That is accurate, when all four channels are enabled, the maximum frequency you can discern from the inputs is 1GHz - I don't remember if they have a hardware bandwidth limiter or they just allowed the aliasing, but if I remember right, they maxed the FFT window out at 1GHz with all four channels enabled. I didn't do much analysis of it when I had it, but since it also has a mode where it can be used as a sampling scope, they may just leave the full channel bandwidth on and you just have to remember to be careful.
Still, you can use two channels at 4GS/s, and with the PP06 adapter, or with the upgraded internal routing board between the frontends and the ADCs, you can get the full 8GS/s on a single channel. I've attached an FFT capture of the full 8GS/s mode on one channel on the scope I had, at 500MHz per division, the rolloff starts early but there's some bandwidth yet beyond the specified 1.5GHz.

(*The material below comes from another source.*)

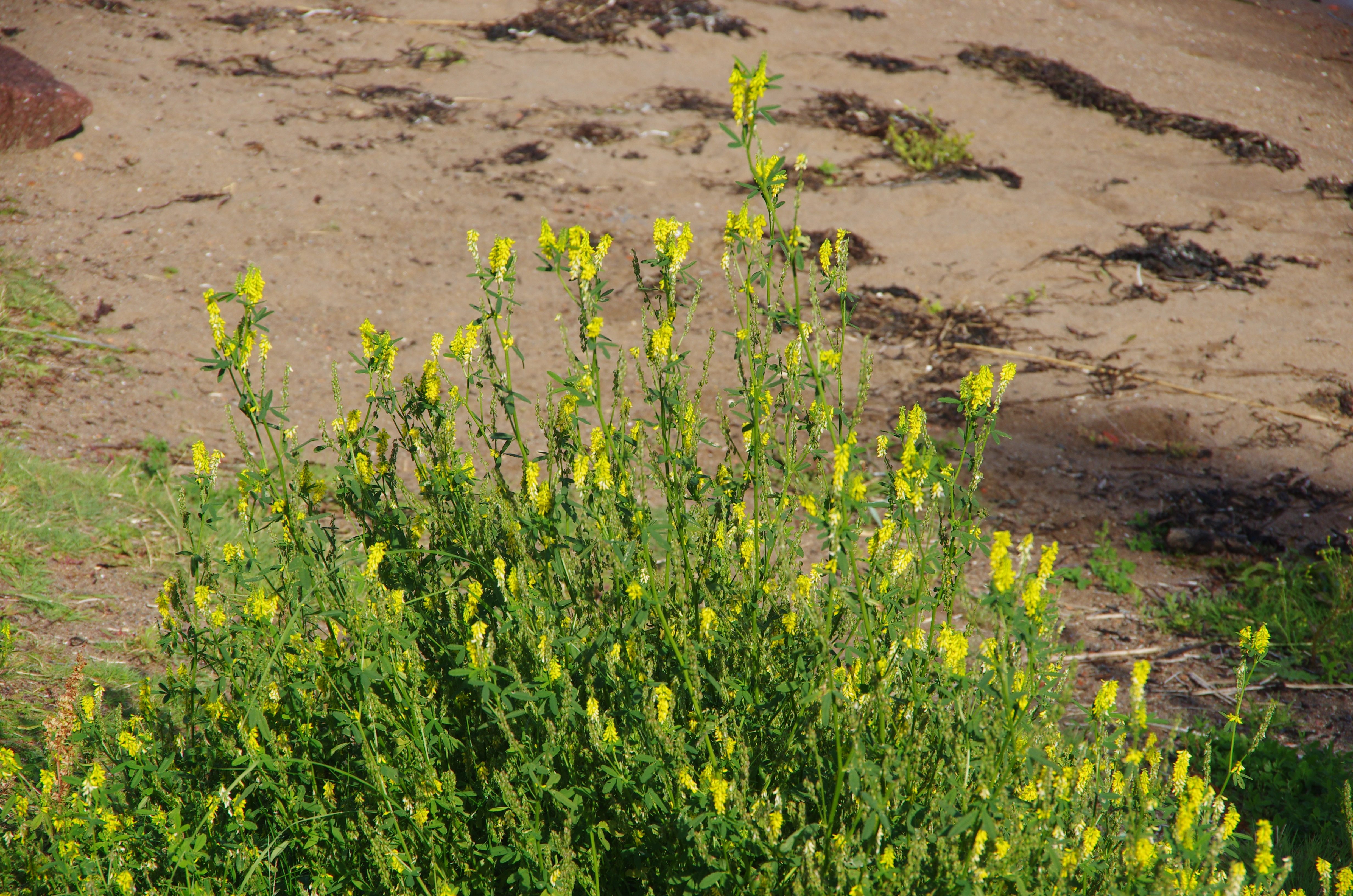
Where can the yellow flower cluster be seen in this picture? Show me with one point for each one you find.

It's a pretty easy to use general scope, though I think more modern UIs are faster to setup for basic measurement, it's got the usual LeCroy suite of analysis features which layer in a logical way (but require a lot of clicks to setup), and then there's several saved functions that you can switch between, so at least it's easy to jump between a couple visualization modes. One of the weird things for me was that the default display was linear interpolation between points, sin(x)/x is available but only as a math function, so zoomed in far it looks much more jagged and variable than you'd expect even on a sine wave, even though with the interpolation it looks fine. Worth mentioning that at the very highest zoom levels, the internal timebase is a little jittery so the waveform moves around a bit. If you lock to a good external clock the scope's time system is plenty stable to show a stable waveform, but on its own there was some variability in triggering for the display. This is really only an issue when you're in 4+GS/s mode with only a few dozen points on the screen, and again, only if you're not on an external reference clock.
It's physically large, but not too heavy (has the space for the DDA-120/LC584 CRT but instead uses an LCD), and is a little noisy with the default fan, but that's a single 120mm that can be replaced without too much poking around. Boot time is pretty good and I don't remember any particular issues in use, so if you like the older style UI, it can certainly be a general use sort of scope.